Performing Lines is excited to announce it will be joining the National Performing Arts Partnership Framework (NPAPF) from 2025, as announced by Creative Australia earlier today.
Performing Lines Chairperson, Robi Stanton said that the company is a unique addition to the Framework, as one of the only organisations working with independent performing artists nationally.
“We are proud to have been recognised for our leadership and significant contribution to the performing arts sector, and we commend the vision of the Government in supporting Performing Lines.
We look forward to continuing to champion the independent sector as a powerful force of contemporary cultural expression,” Robi Stanton, Performing Lines Chairperson
Inclusion in the Framework, will provide the company with stability and security over the next 8 years, allowing for long-term planning and commitments to artists, presenters and industry, as well as an important seat at the table to champion the independent sector.
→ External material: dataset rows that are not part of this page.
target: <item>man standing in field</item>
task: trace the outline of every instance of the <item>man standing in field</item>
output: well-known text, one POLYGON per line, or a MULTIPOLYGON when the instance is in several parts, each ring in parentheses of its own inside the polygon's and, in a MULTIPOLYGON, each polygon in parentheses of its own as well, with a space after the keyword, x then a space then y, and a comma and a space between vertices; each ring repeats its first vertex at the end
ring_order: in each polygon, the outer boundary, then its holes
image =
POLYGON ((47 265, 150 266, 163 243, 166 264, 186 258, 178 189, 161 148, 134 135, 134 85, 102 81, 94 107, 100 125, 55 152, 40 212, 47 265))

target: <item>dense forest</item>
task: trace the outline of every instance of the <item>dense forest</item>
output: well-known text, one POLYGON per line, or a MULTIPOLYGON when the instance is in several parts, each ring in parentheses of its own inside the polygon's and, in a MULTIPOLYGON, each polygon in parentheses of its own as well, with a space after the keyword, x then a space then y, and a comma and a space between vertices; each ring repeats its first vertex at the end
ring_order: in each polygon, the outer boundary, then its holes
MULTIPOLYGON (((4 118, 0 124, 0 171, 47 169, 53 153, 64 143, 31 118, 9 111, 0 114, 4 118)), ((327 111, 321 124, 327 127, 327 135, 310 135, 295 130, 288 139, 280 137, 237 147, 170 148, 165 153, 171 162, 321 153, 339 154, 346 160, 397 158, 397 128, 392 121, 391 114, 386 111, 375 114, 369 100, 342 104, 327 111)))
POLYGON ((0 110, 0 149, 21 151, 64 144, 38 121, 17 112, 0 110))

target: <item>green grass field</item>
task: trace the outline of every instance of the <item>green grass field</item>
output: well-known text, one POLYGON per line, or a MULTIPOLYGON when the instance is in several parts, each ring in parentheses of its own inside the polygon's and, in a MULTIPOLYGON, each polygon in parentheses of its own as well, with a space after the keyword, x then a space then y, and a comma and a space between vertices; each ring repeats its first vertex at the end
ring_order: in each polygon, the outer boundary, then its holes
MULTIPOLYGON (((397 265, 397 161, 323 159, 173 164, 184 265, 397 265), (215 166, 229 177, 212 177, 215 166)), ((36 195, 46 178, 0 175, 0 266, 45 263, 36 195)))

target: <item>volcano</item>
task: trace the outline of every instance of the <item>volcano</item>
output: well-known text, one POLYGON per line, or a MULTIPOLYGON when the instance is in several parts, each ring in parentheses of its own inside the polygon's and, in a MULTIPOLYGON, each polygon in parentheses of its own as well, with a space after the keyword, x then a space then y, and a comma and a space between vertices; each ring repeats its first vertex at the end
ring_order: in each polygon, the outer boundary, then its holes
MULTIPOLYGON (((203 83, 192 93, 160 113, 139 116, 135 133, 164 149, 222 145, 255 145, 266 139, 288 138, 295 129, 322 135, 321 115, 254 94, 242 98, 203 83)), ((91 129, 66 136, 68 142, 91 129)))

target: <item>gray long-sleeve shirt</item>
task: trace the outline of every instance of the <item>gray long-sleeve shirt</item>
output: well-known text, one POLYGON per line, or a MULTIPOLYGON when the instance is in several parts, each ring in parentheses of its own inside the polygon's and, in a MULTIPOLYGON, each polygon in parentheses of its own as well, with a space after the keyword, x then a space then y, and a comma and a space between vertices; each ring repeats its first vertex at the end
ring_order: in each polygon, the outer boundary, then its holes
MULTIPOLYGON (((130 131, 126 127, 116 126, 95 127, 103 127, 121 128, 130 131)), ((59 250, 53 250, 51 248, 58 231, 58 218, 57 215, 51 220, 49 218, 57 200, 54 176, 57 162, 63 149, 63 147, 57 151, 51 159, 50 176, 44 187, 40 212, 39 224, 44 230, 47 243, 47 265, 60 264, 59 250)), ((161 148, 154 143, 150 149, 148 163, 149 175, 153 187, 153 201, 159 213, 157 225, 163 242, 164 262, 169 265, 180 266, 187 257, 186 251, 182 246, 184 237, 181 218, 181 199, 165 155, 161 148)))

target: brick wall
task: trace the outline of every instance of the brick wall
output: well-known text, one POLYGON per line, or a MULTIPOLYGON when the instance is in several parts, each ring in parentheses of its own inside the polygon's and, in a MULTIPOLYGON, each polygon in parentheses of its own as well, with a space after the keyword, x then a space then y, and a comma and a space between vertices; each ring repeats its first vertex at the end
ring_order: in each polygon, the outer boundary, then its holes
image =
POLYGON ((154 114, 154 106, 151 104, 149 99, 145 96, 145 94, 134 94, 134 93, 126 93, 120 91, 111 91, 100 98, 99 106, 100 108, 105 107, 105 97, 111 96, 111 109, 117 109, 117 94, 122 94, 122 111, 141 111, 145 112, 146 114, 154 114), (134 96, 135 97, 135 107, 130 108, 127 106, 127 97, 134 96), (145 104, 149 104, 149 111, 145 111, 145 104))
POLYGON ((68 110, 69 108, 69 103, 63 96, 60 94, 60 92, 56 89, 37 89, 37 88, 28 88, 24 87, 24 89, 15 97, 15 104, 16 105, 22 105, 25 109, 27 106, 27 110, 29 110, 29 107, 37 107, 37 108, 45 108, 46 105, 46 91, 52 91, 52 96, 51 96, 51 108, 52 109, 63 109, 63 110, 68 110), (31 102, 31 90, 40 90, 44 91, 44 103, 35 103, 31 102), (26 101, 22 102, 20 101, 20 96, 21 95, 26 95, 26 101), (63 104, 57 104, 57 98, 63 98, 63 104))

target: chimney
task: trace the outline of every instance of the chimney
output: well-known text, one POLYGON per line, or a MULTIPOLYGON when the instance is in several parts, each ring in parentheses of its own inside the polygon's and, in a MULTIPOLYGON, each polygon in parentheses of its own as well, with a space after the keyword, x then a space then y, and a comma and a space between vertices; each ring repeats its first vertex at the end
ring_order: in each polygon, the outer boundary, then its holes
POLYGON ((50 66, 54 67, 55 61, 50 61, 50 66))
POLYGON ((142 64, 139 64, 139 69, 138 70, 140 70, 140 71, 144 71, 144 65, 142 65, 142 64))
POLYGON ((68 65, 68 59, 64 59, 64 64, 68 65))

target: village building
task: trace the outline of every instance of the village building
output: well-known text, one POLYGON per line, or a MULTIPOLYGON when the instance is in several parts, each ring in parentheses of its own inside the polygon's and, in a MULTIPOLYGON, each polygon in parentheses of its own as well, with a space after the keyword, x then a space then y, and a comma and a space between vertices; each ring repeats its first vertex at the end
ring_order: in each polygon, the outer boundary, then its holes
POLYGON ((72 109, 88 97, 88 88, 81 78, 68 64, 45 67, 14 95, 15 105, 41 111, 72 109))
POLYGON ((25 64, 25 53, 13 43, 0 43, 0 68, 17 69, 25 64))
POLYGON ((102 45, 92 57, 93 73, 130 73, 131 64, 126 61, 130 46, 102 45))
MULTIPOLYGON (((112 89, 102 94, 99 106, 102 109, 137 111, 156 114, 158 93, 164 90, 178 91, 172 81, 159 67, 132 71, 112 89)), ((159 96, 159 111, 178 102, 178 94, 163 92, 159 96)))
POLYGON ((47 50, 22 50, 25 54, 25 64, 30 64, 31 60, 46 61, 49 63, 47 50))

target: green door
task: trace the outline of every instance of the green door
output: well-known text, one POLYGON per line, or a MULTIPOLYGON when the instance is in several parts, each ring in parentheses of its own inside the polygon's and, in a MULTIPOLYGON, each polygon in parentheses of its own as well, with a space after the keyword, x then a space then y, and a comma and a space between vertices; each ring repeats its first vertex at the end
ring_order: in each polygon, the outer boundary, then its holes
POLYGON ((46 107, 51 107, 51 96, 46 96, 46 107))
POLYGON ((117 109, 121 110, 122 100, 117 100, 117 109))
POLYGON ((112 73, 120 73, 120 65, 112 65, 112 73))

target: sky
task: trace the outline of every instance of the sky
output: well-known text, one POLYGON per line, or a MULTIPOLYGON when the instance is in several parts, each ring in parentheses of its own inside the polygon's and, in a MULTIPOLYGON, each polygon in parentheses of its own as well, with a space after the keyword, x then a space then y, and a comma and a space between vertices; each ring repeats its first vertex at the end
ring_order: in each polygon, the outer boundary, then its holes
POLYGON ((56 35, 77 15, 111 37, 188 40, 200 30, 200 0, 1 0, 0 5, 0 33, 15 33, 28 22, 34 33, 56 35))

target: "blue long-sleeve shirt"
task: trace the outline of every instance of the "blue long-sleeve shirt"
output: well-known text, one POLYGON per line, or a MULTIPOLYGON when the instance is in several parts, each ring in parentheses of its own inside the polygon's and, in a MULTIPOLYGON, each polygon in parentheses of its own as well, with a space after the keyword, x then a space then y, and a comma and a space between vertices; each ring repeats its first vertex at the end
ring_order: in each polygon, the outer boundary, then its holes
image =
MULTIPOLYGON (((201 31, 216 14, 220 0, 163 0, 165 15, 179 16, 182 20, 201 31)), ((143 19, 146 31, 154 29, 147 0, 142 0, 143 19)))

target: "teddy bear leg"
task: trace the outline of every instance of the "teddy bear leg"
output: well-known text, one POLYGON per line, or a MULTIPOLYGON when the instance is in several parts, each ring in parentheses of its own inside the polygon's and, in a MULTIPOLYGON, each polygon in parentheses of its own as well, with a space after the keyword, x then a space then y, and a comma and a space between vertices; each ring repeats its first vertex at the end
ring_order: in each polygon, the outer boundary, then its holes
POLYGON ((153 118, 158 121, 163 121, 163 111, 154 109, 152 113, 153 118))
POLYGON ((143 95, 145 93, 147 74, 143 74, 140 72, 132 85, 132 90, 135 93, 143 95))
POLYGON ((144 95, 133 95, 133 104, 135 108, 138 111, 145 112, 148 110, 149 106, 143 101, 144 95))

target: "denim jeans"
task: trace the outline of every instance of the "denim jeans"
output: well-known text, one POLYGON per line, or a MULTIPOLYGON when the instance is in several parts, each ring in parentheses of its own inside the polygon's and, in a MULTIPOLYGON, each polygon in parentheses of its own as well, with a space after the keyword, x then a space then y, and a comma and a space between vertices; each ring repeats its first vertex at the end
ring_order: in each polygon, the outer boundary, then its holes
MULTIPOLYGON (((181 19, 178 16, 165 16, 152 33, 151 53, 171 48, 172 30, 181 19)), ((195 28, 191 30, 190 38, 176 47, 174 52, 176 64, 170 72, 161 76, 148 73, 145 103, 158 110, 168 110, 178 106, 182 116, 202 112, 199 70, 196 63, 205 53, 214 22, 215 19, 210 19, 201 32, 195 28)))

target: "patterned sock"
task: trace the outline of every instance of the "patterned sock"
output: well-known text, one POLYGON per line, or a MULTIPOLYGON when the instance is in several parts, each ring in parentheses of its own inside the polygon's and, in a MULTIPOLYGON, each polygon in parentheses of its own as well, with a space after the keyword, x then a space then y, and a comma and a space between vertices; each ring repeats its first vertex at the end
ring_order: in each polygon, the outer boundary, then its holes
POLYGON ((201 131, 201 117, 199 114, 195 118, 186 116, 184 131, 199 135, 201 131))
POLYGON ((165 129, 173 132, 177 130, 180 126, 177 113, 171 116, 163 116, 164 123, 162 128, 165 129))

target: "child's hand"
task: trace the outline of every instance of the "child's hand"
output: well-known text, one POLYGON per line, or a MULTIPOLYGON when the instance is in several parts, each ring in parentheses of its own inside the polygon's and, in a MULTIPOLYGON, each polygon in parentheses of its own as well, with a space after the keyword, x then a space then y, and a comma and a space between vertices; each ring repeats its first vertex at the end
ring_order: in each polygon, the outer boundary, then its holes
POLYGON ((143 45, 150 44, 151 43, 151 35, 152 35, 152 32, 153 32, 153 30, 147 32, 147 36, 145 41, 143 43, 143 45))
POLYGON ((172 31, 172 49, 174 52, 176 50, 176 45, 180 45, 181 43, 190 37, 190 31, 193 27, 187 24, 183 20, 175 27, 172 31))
Support under the Framework comes from Creative Australia, Arts Tasmania, Department of Local Government, Sport and Cultural Industries (WA) and Create NSW.
Our teams and board members in New South Wales, Western Australia, Tasmania and Victoria look forward to upholding our strong, 40-year track record of supporting independent artists, producing quality works and designing and delivering sector-based capacity building initiatives that contribute to the very fabric of the Australian performing arts sector, ensuring its current and future sustainability and vibrancy.
In the last eight years, Performing Lines has employed more than 3,000 artists and arts workers, premiered more than 50 new Australian works, toured to more than 200 communities across Australia, taken 22 Australian works to audiences internationally and delivered more than 70 sector development programs supporting more than 2,000 artists and arts workers.
Performing Lines works with some of the country’s most daring independent artists and companies across dance, music, theatre, experimental practice and other genre-bending forms.
It has produced works that have significantly impacted the performing arts landscape in the country including Nigel Jamieson and Paul Grabowsky’s extraordinary Indonesian collaboration The Theft of Sita; Wesley Enoch and Deborah Mailman’s The 7 Stages of Grieving; William Yang’s Sadness; Tanja Liedtke’s construct and Twelfth Floor; the Chooky Dancers and Nigel Jamieson’s Ngurrumilmarrmiriyu (Wrong Skin); Wesley Enoch’s I am Eora, Paul Mac and Lachlan Philpott’s The Rise and Fall of St George, Sensorium Theatre’s Oddysea and WHOOSH!; Nathan Maynard’s The Season; Andrea James’ Sunshine Super Girl, and Nat Randall and Anna Breckon’s The Second Woman.
Performing Lines will join 38 other organisations as part of the Framework.
“We would like to pass on a big congratulations to La Boite whom we are in company with, in today’s announcement. We look forward to working closely with the 38 other NPAPF companies in our mission to strengthen the cultural sector for years to come.” says Robi Stanton.